Sam Hallas' Website
Between January 1999 and December 2007 I worked at an office in Clerkenwell Green, a medieval suburb of the City rapidly becoming fashionable once more. Clerkenwell takes its name from the 12th century Clerks' Well off Farringdon Road, where the clerks performed miracle plays. St John's Gate off Clerkenwell Green was known to Shakespeare as the place where his plays were licensed.
My office moved to a site near St Katherine's Dock in December 2007. I retired Just before then so only visited it occasionally while I was working part-time. I'll keep the Clerkenwell pages for a while as it's a fascinating corner of London.
"The road that passes through the Clerkenwell area was built in 1878, although its name is much older. It derives from a spring where parish clerks would assemble once a year to read from the bible. The Clerk's Well still exists - it has been incorporated into offices in Farringdon Road.
"Clerkenwell grew up as a hamlet serving monasteries established in the 12th century. LAter its position and water supply made it a natural overspill for the City. After the Great Fire of 1666 it became home to clock and watch makers, jewellers and gin distillers, making use of the good water supply.
"In the 1800s it had become an overcrowded slum and a centre of radicalisn leading to the Clerkenwell Riot. It took almost 140 years before the decline was reversed and it is again a spillover for City businesses."
from the London Metro
Number 2, where I used to work is a rather dull-looking brick building, dating from about the 1960's. It had been quite pleasantly refurbished prior to our occupying the building and new furniture was fitted in the Autumn of 1999.
The view looking down the Green from the central island. Clerkenwell Road is visible heading off towards Holborn.
St James Church on the North side of the Green dates from 1792.
The organ has recently been rebuilt by Manders, who write:
The original organ was built by George Pike England, an ancestor of the Mander family, in 1792. It was enlarged by Gray and Davison in 1877. In 1929, the instrument was extensively altered by Noteman, who moved the case forward and built what was effectively a new organ inside it.
A popular watering hole just across the road from our office. The younger members of staff tended to congregate here on a Friday afternoon after work.
This imposing building, on the West side of the Green, is the former Sessions House, dating from the early 18th Century. It is now the London Masonic Centre. The Middlesex coat of arms is still visible on the portico.
This building on the corner of Aylesbury Street and Clerkenwell Green is a classic of 1930s architecture.

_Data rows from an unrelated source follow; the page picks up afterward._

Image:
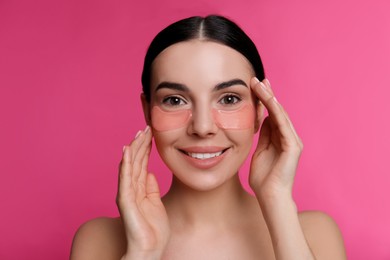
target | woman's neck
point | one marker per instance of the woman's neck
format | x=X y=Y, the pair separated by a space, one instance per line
x=221 y=206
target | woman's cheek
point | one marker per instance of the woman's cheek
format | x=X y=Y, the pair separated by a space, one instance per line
x=166 y=121
x=239 y=119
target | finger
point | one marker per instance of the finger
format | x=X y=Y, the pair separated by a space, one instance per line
x=152 y=188
x=145 y=162
x=273 y=107
x=268 y=85
x=142 y=152
x=265 y=135
x=124 y=178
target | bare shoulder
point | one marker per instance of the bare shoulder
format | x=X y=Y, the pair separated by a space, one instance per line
x=323 y=235
x=100 y=238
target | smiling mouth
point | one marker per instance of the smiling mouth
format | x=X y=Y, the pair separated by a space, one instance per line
x=203 y=156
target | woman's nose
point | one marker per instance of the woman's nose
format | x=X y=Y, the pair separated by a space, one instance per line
x=202 y=123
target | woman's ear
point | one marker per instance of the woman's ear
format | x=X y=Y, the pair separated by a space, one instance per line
x=260 y=115
x=146 y=108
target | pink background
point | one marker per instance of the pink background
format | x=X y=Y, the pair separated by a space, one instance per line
x=69 y=100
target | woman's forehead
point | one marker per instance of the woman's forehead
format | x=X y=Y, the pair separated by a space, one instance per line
x=200 y=61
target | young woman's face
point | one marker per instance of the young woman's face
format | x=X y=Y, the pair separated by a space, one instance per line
x=202 y=112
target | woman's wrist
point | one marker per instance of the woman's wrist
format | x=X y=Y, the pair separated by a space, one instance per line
x=142 y=256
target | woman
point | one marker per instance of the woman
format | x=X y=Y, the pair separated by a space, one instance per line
x=204 y=97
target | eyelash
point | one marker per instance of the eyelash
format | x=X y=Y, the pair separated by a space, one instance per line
x=167 y=101
x=238 y=99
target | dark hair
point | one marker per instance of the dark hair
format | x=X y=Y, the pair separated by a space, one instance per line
x=210 y=28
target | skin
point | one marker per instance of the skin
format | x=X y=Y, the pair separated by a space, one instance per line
x=207 y=214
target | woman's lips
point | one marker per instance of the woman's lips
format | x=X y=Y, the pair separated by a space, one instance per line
x=203 y=157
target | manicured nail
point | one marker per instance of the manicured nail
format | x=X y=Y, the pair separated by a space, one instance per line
x=263 y=86
x=269 y=83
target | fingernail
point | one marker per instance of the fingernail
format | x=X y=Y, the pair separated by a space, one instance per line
x=269 y=83
x=263 y=86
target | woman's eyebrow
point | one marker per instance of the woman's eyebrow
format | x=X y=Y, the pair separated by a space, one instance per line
x=184 y=88
x=172 y=85
x=229 y=83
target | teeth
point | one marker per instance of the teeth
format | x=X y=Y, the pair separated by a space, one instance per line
x=204 y=155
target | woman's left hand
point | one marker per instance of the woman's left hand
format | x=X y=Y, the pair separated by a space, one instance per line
x=278 y=150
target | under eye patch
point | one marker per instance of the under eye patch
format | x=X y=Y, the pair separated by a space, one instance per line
x=242 y=118
x=169 y=120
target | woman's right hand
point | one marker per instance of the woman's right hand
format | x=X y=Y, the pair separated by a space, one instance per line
x=143 y=214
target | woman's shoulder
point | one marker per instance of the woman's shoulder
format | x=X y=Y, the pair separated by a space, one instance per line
x=100 y=238
x=322 y=234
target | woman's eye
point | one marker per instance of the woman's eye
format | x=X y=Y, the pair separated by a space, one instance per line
x=173 y=101
x=230 y=100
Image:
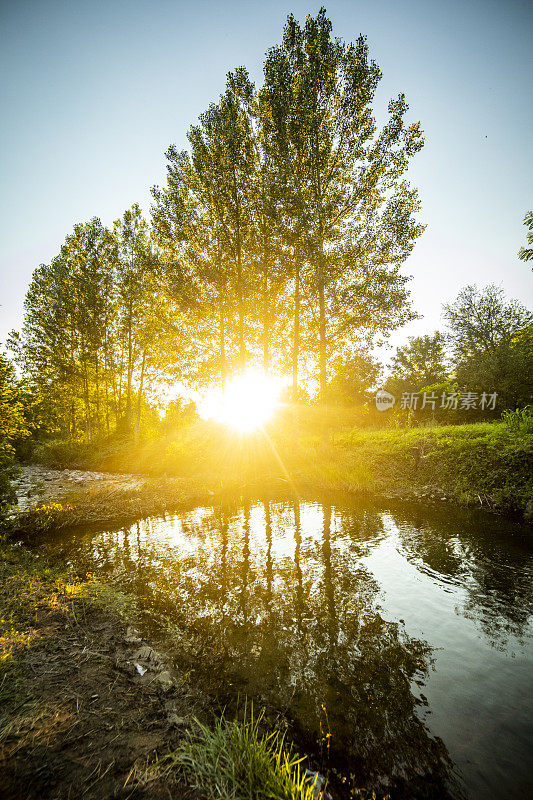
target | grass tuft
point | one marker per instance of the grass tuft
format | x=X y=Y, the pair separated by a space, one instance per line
x=235 y=761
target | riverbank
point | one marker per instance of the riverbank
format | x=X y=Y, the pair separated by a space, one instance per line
x=489 y=465
x=88 y=706
x=76 y=714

The semi-circular section facing looks as if it ought to be a staircase, but isn't.
Well Court is actually outside the Green at 14-16 Farrindgon Lane. The building houses the re-discovered Clerk's Well with a small exhibition about its history. It is presently occupied by a firm of chartered accountants.
On the corner of the Green and Clerkenwell Road is this semi-circular building. It is leased by the Craft Central, (formerly the Clerkenwell Green Association), in order "to maintain and promote fine craft and design skills in the heart of London's historic community of Clerkenwell". It is home to a number of small jewelry and other craft workshops.
37 Clerkenwell Green. Since 1933 the Marx Memorial Library has been housed in the building whose history encapsulates the richness of the Clerkenwell tradition of radicalism. Read more on their web site.
On a hot Summer lunchtime I spotted Comrade Lenin keeping an eye on the workers outside in the green.